Still crouching, he faced about. For the first time, he looked around at this small world from another’s point of view.

From the cabbage patch, the computer screen was in plain sight. How much the creature must have learned simply by watching and listening to the work and the play!

This was not the time to wonder about that. This was the time to beat it before a small arrow flew or a small lance thrust.

Flammersfeld straightened and hobbled double-time to the open lift.

He breathed a sigh at having made it, and reached to punch the door shut and the lift down.

The killer must have slipped into the lift while the noose held Flammersfeld adangle.

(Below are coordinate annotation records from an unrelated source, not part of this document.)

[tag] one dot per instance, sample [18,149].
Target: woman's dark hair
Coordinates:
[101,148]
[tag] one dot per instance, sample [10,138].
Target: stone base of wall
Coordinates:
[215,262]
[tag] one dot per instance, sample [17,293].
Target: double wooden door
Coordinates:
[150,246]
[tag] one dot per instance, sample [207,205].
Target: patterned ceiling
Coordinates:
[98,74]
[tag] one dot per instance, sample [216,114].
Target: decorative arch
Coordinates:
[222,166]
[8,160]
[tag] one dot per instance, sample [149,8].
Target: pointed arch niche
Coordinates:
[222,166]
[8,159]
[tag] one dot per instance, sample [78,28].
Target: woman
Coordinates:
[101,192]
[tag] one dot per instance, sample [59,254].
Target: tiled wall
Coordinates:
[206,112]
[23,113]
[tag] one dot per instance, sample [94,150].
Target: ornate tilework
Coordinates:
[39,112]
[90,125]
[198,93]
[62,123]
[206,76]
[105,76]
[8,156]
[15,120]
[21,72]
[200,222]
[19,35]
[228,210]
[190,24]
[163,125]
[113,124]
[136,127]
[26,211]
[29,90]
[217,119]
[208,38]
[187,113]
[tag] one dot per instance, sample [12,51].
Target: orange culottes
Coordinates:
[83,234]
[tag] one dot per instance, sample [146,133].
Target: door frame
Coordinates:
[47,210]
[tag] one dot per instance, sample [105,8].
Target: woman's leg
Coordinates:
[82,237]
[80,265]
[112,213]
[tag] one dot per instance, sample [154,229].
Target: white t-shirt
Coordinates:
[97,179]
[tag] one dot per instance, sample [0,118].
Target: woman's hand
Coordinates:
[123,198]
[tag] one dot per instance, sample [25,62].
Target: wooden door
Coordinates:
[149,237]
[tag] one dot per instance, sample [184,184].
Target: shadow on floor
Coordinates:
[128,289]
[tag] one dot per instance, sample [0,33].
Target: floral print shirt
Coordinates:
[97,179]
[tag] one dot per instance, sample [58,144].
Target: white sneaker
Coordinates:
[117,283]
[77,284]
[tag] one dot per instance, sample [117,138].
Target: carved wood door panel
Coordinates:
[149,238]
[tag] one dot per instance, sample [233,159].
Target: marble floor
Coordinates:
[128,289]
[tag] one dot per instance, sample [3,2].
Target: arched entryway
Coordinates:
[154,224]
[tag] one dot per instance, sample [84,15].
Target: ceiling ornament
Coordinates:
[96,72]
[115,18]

From the left near corner of the cage, where the killer had crouched unseen behind the door that did not slide flush, a frail arm thrust the sharpened and poison-tipped twig into the soft tissue of Flammersfeld’s left ankle.

Flammersfeld stared down at the sadly wise and wearily savage face.

“God damn you,” he said.

“You damn you.”

It was the first and last time he ever heard the rusty piping voice.

But he was not thinking about that. He was thinking about getting to the dispensary in time to work up an antidote. His heart pounding, he punched the lift shut and down.

His eyes were glazing and he did not look at the creature again until the lift stopped and the door opened. Then he kicked the creature out of his way and took two stumbling steps forward before he sprawled his length on the deck.

The killer could not stanch the flow of green blood and soon followed Flammersfeld across the dark threshold into the abode of the dead. But the killer had won what he wanted-vengeance and oblivion.

Inspector H. Seton Davenport of the Terrestrial Bureau of Investigation had expected to see anything but an inverted detective. Yet that was just what he walked in upon.

Dr. Wendell Urth, the Terran extraterrologists’ extraterrologist, had sounded strange when he voiced Davenport in. Davenport had caught a note of strain in the thin tenor delivery of “Enter!”

But Davenport had not dreamed that was due to Dr. Urth’s attempting a headstand. At least, that was what the learned ex-officio consultant to the T.B.I. appeared at first glance to be doing.

Second glance showed him that Dr. Urth was really engaged in rolling a hologram sun along the baseboards. And that he was doing so to light up the floor under the overhanging book-film shelves.

The blood rushing to Dr. Urth’s head made his naked eyes look even more hyperthyroid. That the eyes were naked and that the good doctor’s shirttail hung out told Davenport what was up-or down-or toward. Without taking another step, Davenport scanned the floor.

He spotted them not on the floor itself but on a bottom shelf they had bounced to. He took two steps and made a stretch and picked up what Dr. Urth was hunting for.

“Here you are, Dr. Urth.”

“Here I certainly am,” Dr. Urth wheezed. “Embarrassingly so.” Then he apparently replayed Davenport’s words and tone. He twisted the upside-down half of his body to face Davenport, squinted, and apparently made out what Davenport was holding. “Ah.” He straightened with a huff and a puff, and placed the solar-powered hologram sun on a pile of papers-it was evidently loaded to serve as paperweight as well as to help light the vast dim cluttered room.